To gain insight into most of the displays, viewers had to turn to a publication placed on a side table. The plated bird, for instance, was revealed to be an ortolan bunting, an ostentatiously expensive delicacy that here—alongside the evocation of the apocryphal tale about Picasso’s paying for a meal using a signed napkin—suggested ideas about rarity and value. Gander is an amusing and thoughtful writer, and his essays, stories and other texts in this book virtually all contain elements of personal, and often quite poignant, reminiscence, frequently involving his family in some way—describing the assemblage lamps, for instance, that he keeps making for his wife but that end up selling as artworks, or the urn that used to contain his fascinatingly eccentric aunt’s ashes. Sometimes it felt as if the main point of an object was to justify the literary meditation, rather than the other way round.
It’s a common criticism of Gander’s work, that it relies so heavily upon complex backstories to provide meaning, using them as explanatory scaffolding. A counterargument, of course, would be that the significance of even the most quotidian object in the world is determined by such sociocultural frameworks, although these are usually so readily understood as to appear natural, or to not appear at all. It was precisely around ideas of visibility and understanding that Fieldwork seemed to be structured, with the installation acutely revealing the gap between personal significance for Gander, in the form of the book’s texts, and the pure, self-contained spectacle of the objects themselves; between, in short, being on the inside of a thing’s meaning and being on the outside, gazing in through a window.
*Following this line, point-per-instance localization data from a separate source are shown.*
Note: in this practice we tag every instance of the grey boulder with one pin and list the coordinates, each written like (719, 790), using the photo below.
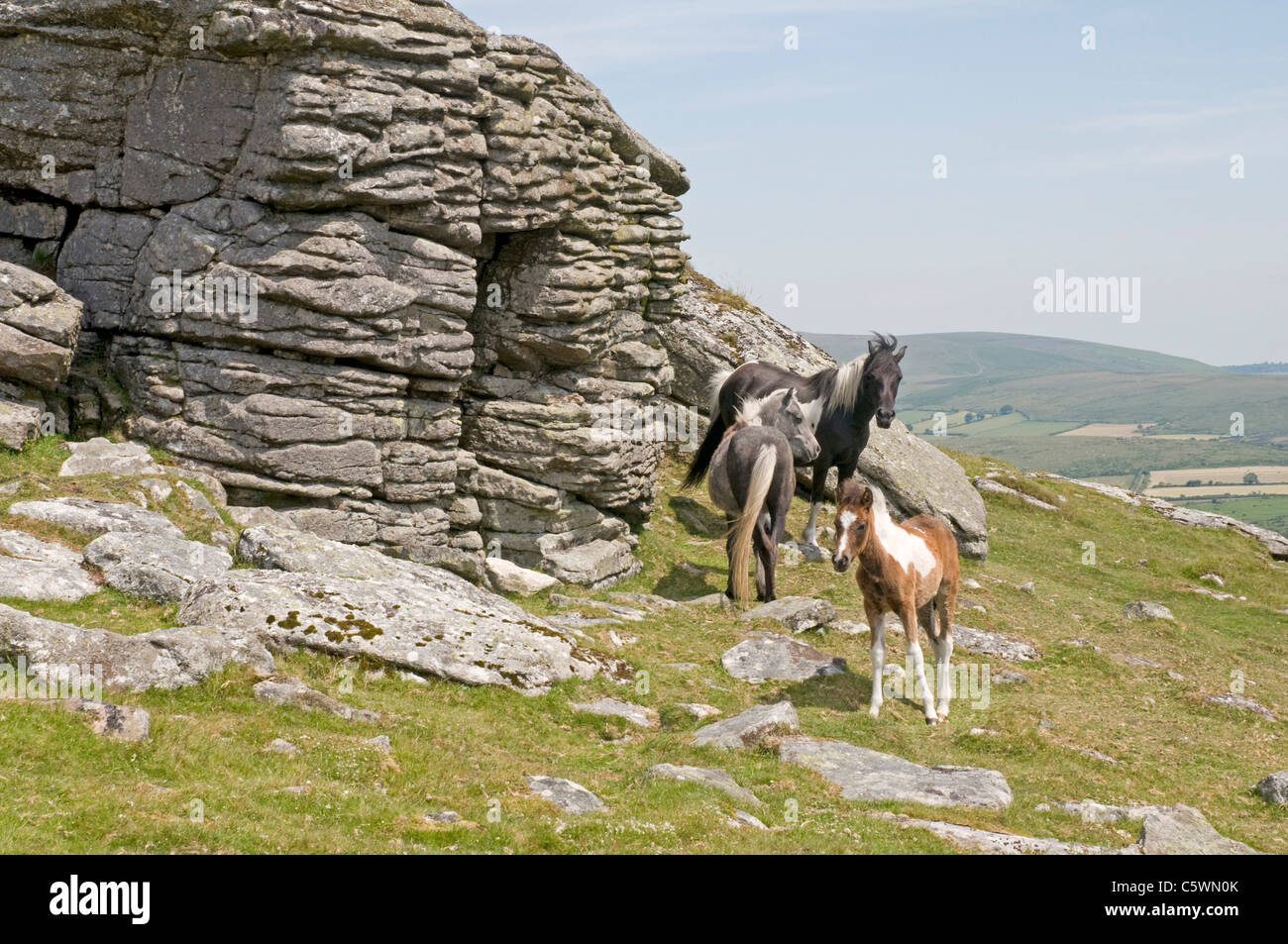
(162, 659)
(567, 794)
(798, 613)
(35, 570)
(101, 456)
(627, 711)
(436, 623)
(119, 721)
(1184, 831)
(294, 691)
(777, 657)
(95, 517)
(707, 777)
(748, 728)
(155, 566)
(864, 775)
(1275, 787)
(1144, 609)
Other works in the show continued the motif of visibility. Drapery, hung across gilt mirrors or crumpled around pedestals as if discarded by absent statues, was rendered in marble—so that the element that usually distracts or obscures became the main attraction. The gallery’s basement, meanwhile, appeared to be filled almost to the ceiling with stones—though perhaps this was only an illusion, the stones merely a layer covering an unseen raised platform. And outside the gallery, a giant billboard displayed Gander’s phone number—an image that, unlike the objects in Fieldwork, was both highly visible and personal in an immediately apparent way.